—Je me demande, continua Pierre Deloire poursuivant sa pensée, je me demande ce que voulait Léon Blum au moment où il écrivait cette singulière conclusion. Transportait-il aux âpres événements cette souriante indulgence que nous lui avons connue dans la critique littéraire? Transportait-il aux misérables événements la facile philosophie des heureux de ce monde? ou faisait-il de la mondanité, de la politesse mondaine à l'usage du peuple? était-ce embourgeoisement? était-ce calcul politique et habileté parlementaire?

—Taisez-vous, malheureux, interrompit mon cousin. Vous avez franchi la frontière du privé. Il n'y a pas seulement le privé des citoyens et des partis. Mais il y a le privé des auteurs, le privé des orateurs, le privé des députés, le privé des journaux, le privé des ministres, et le privé du président de la République. On l'a bien vu sous Félix Faure. J'oubliais le privé des sociétés anonymes à capital et personnel variables. Quand nous vous présentons un texte, vous devez le lire exactement comme s'il n'avait jamais été fait par personne. C'est ce que nous nommons l'impersonnalisme objectiviste, ou, plus familièrement, l'objectivisme impersonnaliste.

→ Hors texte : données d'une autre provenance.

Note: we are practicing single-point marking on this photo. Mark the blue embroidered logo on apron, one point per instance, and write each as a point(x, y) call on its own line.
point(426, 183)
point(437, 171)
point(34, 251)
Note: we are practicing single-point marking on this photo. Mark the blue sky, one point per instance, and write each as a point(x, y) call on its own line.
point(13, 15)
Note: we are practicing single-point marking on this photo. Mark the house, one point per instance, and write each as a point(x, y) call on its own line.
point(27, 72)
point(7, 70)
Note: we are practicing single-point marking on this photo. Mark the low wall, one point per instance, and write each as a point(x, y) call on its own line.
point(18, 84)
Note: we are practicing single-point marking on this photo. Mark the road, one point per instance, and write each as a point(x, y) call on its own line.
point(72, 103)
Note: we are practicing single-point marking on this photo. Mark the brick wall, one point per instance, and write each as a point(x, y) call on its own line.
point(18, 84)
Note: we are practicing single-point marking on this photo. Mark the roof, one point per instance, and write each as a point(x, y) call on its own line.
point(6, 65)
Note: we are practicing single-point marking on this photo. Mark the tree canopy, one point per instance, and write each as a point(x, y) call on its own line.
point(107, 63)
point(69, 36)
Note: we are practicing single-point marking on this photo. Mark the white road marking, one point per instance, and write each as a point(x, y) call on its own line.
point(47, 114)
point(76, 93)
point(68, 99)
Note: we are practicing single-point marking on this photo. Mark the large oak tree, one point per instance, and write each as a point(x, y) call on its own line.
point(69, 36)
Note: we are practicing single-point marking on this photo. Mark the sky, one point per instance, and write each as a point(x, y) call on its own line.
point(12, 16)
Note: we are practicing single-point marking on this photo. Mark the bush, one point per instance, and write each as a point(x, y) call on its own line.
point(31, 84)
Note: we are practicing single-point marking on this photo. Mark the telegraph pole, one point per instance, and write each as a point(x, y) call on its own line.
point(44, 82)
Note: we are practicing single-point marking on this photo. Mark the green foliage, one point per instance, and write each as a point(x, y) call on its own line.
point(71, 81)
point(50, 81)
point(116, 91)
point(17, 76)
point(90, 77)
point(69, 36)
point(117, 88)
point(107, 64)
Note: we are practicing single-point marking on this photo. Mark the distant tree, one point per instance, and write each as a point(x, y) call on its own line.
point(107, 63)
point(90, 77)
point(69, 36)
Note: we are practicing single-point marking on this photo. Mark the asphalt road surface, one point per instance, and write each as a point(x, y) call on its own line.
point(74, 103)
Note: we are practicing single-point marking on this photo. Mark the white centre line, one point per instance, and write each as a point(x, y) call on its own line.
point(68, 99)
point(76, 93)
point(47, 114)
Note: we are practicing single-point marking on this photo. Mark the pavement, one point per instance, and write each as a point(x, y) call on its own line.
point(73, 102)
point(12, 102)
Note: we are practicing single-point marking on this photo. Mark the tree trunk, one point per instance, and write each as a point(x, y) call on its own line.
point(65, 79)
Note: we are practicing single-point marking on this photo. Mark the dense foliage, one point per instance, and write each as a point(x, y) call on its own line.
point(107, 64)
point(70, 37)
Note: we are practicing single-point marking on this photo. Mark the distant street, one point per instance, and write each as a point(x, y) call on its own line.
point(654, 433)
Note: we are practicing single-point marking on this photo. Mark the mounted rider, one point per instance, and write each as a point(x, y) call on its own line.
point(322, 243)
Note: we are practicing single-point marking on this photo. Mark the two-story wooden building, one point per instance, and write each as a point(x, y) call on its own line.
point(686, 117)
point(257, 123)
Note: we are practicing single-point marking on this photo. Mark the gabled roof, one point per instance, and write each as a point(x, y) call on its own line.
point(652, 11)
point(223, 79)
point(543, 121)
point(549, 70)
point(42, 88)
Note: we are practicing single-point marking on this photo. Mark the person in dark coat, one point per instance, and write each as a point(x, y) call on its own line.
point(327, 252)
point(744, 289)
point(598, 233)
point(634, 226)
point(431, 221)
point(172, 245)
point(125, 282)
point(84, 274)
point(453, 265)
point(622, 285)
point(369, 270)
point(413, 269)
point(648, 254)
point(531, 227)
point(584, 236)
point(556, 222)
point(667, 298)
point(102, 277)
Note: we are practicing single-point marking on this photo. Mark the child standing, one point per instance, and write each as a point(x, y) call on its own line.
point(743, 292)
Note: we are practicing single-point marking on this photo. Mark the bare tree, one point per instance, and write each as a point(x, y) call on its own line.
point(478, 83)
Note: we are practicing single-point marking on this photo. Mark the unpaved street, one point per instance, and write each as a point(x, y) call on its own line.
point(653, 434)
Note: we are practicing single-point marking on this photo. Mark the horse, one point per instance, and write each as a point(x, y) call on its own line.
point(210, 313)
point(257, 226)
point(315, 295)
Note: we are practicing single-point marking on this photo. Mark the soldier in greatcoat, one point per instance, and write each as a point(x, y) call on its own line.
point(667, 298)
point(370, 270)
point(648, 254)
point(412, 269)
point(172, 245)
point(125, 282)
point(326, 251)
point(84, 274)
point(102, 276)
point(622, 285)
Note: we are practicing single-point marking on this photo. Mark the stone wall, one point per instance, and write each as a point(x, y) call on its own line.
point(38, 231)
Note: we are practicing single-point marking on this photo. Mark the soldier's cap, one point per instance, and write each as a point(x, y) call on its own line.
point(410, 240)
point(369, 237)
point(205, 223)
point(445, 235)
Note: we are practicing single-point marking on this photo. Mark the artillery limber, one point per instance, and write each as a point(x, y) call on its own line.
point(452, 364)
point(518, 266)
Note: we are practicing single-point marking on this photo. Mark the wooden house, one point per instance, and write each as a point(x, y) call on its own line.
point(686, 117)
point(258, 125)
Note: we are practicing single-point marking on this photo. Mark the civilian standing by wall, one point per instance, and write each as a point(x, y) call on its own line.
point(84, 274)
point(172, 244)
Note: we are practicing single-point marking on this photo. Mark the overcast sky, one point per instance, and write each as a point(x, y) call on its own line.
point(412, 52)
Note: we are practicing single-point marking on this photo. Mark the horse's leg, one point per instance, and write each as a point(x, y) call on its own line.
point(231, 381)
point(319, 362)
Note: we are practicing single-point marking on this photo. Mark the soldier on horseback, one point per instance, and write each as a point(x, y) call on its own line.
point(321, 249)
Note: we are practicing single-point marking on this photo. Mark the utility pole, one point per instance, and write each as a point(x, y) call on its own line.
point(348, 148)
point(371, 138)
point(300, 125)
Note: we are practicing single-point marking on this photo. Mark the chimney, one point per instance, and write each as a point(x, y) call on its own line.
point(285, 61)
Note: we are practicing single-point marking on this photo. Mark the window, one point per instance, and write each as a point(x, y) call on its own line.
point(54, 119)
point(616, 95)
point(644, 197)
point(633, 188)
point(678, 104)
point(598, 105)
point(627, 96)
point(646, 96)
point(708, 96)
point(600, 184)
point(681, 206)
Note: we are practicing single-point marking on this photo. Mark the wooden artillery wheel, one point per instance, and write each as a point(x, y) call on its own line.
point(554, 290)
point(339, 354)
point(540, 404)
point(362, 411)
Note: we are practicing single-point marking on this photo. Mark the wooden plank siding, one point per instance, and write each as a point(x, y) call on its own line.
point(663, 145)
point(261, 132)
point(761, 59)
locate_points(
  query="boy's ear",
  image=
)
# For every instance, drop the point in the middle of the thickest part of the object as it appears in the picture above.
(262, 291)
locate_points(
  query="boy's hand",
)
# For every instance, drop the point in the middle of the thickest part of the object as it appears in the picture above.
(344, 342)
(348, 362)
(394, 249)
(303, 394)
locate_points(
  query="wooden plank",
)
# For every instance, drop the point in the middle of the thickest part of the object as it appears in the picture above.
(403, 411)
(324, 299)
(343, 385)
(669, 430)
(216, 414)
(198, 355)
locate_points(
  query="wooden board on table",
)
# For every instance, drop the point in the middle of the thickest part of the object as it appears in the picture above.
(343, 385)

—Cependant, répondit Pierre Deloire, quand nous lisons les textes monuments des anciens âges, nous commençons par nous entourer de tous les renseignements qui nous sont parvenus sur les hauteurs de ces textes. Nous voulons savoir comme l'auteur était né, de quelle race, de quelle famille, de quelle terre, sous quel ciel, en quel climat, comme il vivait, comme il aimait, comme il travaillait, comme il mourait, comme il est mort. Nous voulons savoir comme il a conduit sa part de la recommençante et de la non décevante vie. Et nous ne pensons pas que nous aimons ces renseignements par fantaisie, ou par curiosité vaine, ou par admiration servile. Mais nous sommes assurés que ces connaissances sont indispensables pour l'intelligence du texte, parce que l'intelligence d'un texte en est la renaissance, la reconnaissance et la revie. Or je me disais: au moins pour nos contemporains nous avons ce bonheur que les renseignements nous soient prompts. Nous vivons avec eux. Nous les connaissons. Nous les voyons. Nous avons d'eux ces renseignements de première main, ces renseignements exacts que nous désirons si souvent pour l'intelligence des textes anciens. Comme il est heureux que nous soyons aussi bien partagés pour l'intelligence des textes qui nous sont contemporains. Donc je me disais: Quel bonheur que nous vivions dans le même temps que nos contemporains.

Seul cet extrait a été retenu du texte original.